In such a case, such a person would automatically interpret their not clique-ing with that group as a blessed and welcome incompatibility or immiscibility, but never a "rejection", in the sense that it is a valid indictment of some universal inferiority of their character. Only someone who lacks the training to see the big pictures in life, could feel "rejection".
My introversion is not desired; I suppose I am actually an extrovert who is weary of not having enough peers to associate with, and I avoid the tar baby-dotted minefield that I see as most of the human race... I suppose you could call me a voluntary or precautious introvert.
This is in sharp contrast to what I'll call involuntary or exiled introverts, who are really extroverts filled with a scornful rage that they have seemingly been judged not good enough for some social group. These are the shunned members of society, who have no choice but to be alone.

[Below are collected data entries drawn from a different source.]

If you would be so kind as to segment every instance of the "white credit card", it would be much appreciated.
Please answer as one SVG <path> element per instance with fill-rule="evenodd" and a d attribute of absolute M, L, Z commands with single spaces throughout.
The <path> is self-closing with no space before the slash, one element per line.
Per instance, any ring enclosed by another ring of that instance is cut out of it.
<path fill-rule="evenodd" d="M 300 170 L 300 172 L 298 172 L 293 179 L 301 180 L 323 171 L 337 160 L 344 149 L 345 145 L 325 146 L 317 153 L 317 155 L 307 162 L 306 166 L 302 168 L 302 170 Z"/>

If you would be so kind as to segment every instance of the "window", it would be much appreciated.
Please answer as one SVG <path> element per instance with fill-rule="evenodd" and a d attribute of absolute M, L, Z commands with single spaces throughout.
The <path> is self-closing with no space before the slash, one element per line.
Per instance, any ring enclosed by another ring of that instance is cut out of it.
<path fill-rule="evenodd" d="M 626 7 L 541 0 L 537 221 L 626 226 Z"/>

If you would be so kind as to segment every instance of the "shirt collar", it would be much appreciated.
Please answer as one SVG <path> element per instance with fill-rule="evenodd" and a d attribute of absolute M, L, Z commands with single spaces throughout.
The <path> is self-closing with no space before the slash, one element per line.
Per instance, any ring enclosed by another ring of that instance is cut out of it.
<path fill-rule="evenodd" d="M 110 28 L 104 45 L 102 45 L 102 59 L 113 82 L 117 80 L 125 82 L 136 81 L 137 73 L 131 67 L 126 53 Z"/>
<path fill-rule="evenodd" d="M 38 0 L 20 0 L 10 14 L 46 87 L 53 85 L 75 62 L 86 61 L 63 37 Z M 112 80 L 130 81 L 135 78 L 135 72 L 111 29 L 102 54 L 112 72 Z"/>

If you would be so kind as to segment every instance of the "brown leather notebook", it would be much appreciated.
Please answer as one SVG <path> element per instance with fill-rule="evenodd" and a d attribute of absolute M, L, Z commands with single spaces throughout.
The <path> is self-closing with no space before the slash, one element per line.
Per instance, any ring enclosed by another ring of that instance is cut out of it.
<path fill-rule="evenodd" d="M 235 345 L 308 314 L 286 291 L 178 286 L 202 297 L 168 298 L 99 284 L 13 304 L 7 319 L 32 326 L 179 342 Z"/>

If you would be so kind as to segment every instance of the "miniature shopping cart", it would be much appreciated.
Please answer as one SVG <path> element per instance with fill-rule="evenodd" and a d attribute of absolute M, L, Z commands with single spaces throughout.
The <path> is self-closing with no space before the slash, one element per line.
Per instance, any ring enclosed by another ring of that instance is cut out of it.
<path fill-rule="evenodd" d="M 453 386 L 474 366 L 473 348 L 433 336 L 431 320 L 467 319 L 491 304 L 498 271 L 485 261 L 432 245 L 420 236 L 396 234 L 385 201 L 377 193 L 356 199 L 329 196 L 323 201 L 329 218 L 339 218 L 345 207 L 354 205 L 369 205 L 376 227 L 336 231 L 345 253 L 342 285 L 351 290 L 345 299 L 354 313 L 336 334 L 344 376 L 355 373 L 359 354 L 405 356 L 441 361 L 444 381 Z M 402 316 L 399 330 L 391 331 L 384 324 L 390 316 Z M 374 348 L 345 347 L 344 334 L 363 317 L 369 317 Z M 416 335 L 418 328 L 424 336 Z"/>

The exiled introvert is typically the one you hear about who ends up taking his/her revenge on society through "going postal". What's interesting is that those people frequently get described by the popular press as being dangerous merely because they are "loners".... but they aren't, really. They are actually stifled extroverts, but extroverts who long to be worthy of fitting in, and who lash out, out of frustration and/or "payback". This incomplete and misconceived view of loners gives voluntary loners a bad name, untruthfully.
To me, these people are so inverted and tragic... I honestly feel profound pity for anyone who can look at mainstream society and actually appraise him- or herself as inferior to it, and wants to get in!
I mean, admittedly, very often these people are rather goofy-looking or acting, I suppose. But when you put aside the foolishly weighty dimension of the purely superficial... for Rand's sake, how can you actually envy the members of mainstream society... people whose every micro-decision is not based on the want to achieve a life of objective self-pride and comfort, but is instead based on the categorical imperative to not significantly deviate from the mean in any way!!!
Now, that -- to me -- is the tenth circle of Hell. Thus, I am a voluntary introvert.